Quali sono le emozioni che le bambine ti trasmettono?
«Bisogna essere capaci di relazionarsi. Non è sempre semplice. Vengono da un mondo di bimbe e bisogna abbassarsi, da un certo punto di vista, al loro livello. Quando ritornano è un’emozione, così come, per quelle che già frequentano la pallavolo da qualche anno, vederle crescere con un bagher o un palleggio migliore. E soprattutto capire che non vedono l’ora di tornare a giocare in palestra».

Anche la mascherina per l’emergenza Covid può rientrare come divertimento per le bimbe del Minivolley?
«Hanno visto le nostre griffate Virtus Biella e le volevano a tutti i costi, perché in questi anni si sono appassionate al nostro simbolo. Questa è un’altra bellissima emozione».

Una salto di anni: tu alleni anche l’Under 13. Tutto diverso?

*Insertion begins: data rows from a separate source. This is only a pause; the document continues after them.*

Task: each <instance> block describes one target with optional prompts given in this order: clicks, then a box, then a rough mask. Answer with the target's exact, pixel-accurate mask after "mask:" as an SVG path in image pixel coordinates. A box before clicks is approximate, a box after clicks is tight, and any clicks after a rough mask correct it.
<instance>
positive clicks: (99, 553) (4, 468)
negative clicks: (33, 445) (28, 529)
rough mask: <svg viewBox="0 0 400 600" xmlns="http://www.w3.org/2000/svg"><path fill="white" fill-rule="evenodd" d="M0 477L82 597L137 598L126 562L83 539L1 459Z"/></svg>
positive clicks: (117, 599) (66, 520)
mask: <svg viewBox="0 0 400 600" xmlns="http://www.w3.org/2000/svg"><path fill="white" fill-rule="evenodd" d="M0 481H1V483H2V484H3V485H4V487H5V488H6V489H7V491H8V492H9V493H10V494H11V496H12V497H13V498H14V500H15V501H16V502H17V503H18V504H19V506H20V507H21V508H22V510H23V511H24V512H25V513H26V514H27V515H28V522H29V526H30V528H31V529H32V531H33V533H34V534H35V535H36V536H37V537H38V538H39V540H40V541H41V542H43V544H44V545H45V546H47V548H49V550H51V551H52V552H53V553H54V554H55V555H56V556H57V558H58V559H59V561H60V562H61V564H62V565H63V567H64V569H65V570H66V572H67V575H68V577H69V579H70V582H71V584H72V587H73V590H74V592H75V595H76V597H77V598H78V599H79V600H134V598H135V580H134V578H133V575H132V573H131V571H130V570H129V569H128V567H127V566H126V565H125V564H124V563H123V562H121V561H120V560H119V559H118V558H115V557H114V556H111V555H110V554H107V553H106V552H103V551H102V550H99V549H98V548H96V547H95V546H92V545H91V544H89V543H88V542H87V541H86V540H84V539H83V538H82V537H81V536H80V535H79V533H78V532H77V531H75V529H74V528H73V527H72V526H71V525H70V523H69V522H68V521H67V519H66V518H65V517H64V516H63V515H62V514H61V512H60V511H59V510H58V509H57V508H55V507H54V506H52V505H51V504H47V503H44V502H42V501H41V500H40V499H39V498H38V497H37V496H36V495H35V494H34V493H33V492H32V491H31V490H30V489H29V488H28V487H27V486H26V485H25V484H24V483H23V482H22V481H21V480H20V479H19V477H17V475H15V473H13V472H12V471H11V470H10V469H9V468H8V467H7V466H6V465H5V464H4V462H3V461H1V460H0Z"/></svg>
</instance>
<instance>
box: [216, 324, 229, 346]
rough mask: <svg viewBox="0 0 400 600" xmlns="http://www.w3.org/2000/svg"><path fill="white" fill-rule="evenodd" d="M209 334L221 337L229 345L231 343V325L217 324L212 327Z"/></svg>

«Le ragazze dell’Under 13 vivono il primo anno di vera pallavolo ed è necessario cambiare marcia. Giocano in campo 6 contro 6 e devono imparare la tecnica. Per le bimbe del Minivolley prevale invece la parte giocosa. Cambiano tantissime cose. Da allenatori bisogna relazionarsi con le atlete e capire il pretesto, cosa puoi chiederli. È un cambio netto rispetto al Minivolley».